Calhoun’s proposal for concurrent majorities to prevent injustice is right in line with the Madisonian design.
Turning to the second issue, the Framers were under no illusions that political institutions foster virtue. Rather, they sought to channel vice. Madison famously stated in Federalist 51 the premise behind the complex system of checks and balances: that “ambition must be made to counteract ambition.” True, Madison hoped the people would select virtuous representatives attuned to the common good—but the best that political institutions could be expected to do was to supply “precautions” against their vices:
The aim of every political constitution is, or ought to be, first to obtain for rulers men who possess most wisdom to discern, and most virtue to pursue, the common good of the society; and in the next place, to take the most effectual precautions for keeping them virtuous whilst they continue to hold their public trust. (Federalist 57)
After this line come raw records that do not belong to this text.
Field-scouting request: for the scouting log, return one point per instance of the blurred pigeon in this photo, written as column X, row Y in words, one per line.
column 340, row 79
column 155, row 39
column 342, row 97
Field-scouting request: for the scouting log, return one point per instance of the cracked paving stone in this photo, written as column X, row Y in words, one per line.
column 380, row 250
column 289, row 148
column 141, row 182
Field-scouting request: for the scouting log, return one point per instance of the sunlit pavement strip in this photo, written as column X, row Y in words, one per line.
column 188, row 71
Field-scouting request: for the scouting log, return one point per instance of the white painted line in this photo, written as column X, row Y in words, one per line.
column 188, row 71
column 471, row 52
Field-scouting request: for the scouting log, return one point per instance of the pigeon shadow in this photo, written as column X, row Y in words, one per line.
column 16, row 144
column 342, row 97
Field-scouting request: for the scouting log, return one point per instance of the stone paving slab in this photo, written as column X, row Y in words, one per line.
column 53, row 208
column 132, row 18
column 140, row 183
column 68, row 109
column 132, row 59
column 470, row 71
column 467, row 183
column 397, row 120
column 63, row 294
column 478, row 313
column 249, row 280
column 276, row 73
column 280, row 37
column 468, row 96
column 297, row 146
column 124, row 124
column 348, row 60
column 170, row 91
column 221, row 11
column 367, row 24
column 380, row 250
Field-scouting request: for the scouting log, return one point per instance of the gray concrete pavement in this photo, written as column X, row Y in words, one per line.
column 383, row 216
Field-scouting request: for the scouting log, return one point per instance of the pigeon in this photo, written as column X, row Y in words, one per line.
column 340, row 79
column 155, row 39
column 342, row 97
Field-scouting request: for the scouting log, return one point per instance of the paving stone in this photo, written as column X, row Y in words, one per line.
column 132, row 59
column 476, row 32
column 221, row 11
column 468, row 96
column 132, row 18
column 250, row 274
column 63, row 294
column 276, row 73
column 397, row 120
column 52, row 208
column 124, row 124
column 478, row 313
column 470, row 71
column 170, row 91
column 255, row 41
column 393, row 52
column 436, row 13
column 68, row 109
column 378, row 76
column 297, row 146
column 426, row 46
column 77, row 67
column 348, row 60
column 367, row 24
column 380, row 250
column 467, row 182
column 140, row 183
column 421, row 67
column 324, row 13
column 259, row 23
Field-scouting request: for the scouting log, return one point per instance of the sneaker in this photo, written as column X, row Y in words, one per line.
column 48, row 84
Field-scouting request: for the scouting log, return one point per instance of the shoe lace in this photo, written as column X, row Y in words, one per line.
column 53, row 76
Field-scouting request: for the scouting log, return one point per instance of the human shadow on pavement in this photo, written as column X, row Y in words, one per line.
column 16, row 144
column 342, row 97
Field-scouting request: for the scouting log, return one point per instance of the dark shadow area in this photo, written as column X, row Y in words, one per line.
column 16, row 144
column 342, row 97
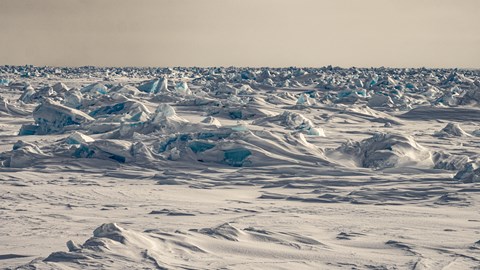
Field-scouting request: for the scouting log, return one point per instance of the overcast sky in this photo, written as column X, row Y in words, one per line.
column 362, row 33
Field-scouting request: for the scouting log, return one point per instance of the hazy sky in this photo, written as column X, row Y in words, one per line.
column 362, row 33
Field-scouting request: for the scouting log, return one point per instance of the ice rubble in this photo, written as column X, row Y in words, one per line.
column 155, row 86
column 53, row 117
column 451, row 130
column 384, row 150
column 292, row 121
column 126, row 128
column 23, row 154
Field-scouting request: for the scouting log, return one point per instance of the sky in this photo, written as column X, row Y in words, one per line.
column 276, row 33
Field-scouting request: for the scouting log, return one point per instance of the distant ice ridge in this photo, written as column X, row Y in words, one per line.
column 293, row 121
column 384, row 150
column 389, row 150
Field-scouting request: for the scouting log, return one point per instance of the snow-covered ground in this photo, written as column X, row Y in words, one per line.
column 238, row 168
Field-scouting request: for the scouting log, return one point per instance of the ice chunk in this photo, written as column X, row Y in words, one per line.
column 199, row 146
column 28, row 94
column 119, row 150
column 379, row 100
column 52, row 117
column 316, row 132
column 24, row 154
column 384, row 150
column 182, row 89
column 304, row 100
column 95, row 89
column 73, row 98
column 451, row 130
column 156, row 86
column 210, row 120
column 240, row 127
column 469, row 174
column 236, row 157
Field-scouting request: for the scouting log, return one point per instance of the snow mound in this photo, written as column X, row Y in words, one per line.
column 52, row 117
column 470, row 173
column 155, row 86
column 24, row 154
column 451, row 130
column 292, row 121
column 384, row 150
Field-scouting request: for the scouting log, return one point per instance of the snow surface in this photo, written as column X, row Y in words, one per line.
column 239, row 168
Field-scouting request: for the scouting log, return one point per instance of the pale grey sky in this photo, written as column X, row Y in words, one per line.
column 362, row 33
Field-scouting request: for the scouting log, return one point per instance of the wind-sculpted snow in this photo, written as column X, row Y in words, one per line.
column 239, row 168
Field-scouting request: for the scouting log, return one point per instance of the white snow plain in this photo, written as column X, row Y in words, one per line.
column 239, row 168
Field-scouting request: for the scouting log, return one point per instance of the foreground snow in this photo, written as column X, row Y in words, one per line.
column 239, row 168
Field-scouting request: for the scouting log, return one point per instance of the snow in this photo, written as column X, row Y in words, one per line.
column 239, row 168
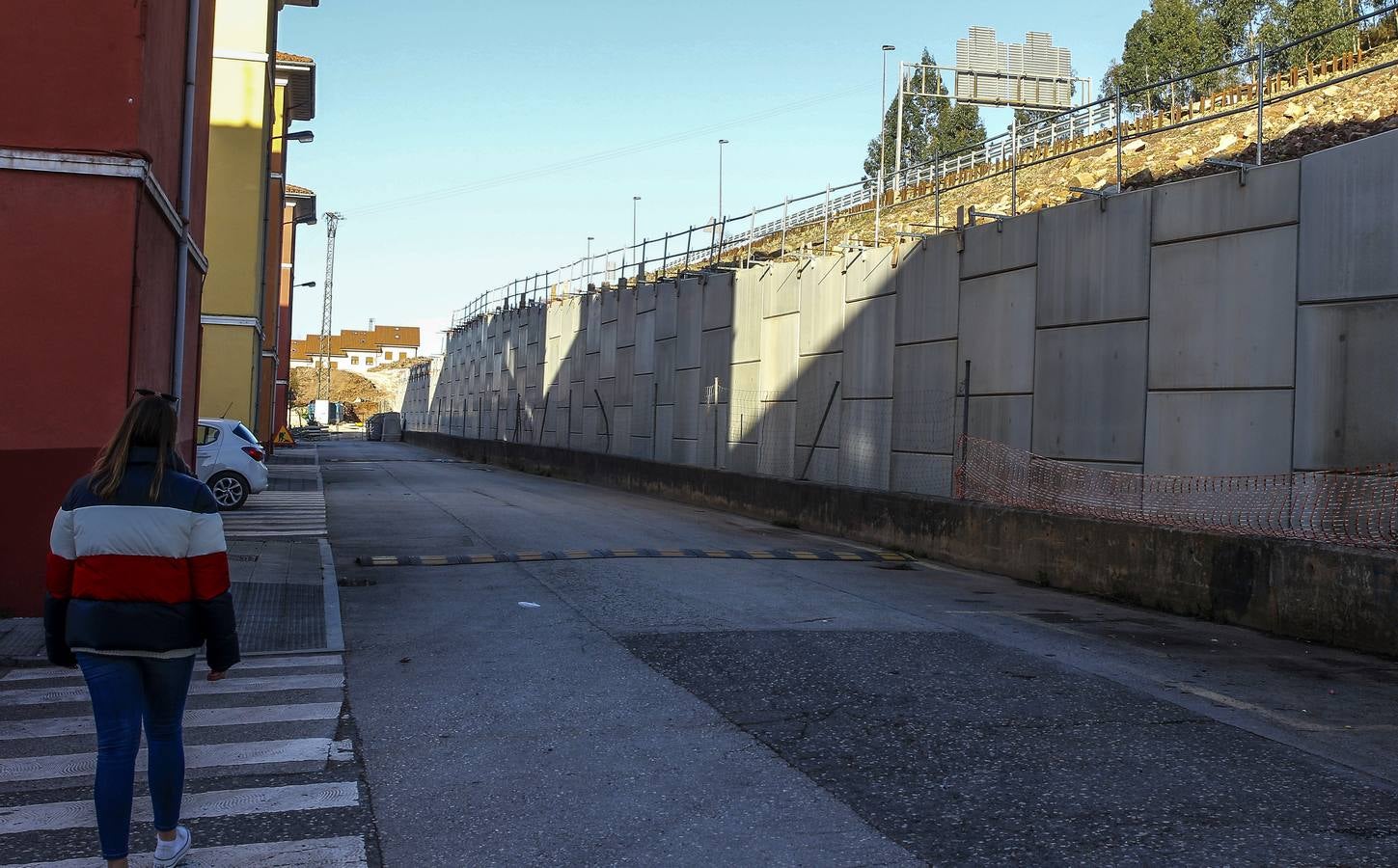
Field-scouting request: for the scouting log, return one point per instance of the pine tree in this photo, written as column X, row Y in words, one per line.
column 1291, row 20
column 1169, row 40
column 931, row 124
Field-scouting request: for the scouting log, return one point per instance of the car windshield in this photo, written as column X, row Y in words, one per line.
column 242, row 432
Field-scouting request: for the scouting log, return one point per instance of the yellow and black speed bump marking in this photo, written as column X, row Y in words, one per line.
column 595, row 554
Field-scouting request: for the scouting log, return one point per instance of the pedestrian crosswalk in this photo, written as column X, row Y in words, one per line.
column 271, row 778
column 279, row 513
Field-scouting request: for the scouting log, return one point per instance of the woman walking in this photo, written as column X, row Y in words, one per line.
column 137, row 581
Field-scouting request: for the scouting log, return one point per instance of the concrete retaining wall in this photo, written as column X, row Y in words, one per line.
column 1198, row 327
column 1342, row 597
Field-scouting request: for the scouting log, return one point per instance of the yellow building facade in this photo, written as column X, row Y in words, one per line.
column 249, row 115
The most important precautions were frequent elections and term limits:
The elective mode of obtaining rulers is the characteristic policy of republican government. The means relied on in this form of government for preventing their degeneracy are numerous and various. The most effectual one, is such a limitation of the term of appointments as will maintain a proper responsibility to the people.
Term limits may not be a panacea, but they constitute a specific institutional change that merits serious discussion, for it aligns with the Framers’ advocacy of precautions aimed at keeping representatives tied to their constituents’ interests.
Postell is right that there are unresolved tensions and problems related to the American experiment in self-government, particularly with regard to the legislative branch. Some of these have to do with the perhaps unavoidable “spirit of party” against which George Washington warned, and with the erosion over time of institutional checks and balances between the branches of government.
But if the need is for a greater stock of civic virtue, political institutions are an unlikely place to find it. Kendall’s first, non-institutional theme of “engagement, initiative, public-spiritedness, devotion to community” that Postell describes is more foundational and more promising. The Framers rightly thought the responsibility of instilling virtue fell to social institutions—chiefly families, schools, and religious congregations. Washington’s inaugural address, which Postell quotes, evincing no hint that political institutions foster virtue, declares that these depend upon “private morality,” nurtured in these ancillary social institutions. Washington’s Farewell Address expounds further on the thesis that “religion and morality” are “indispensable supports” of free government.
Improvements in our national political institutions depend on improvements in civic virtue fostered by our social institutions, not the other way around.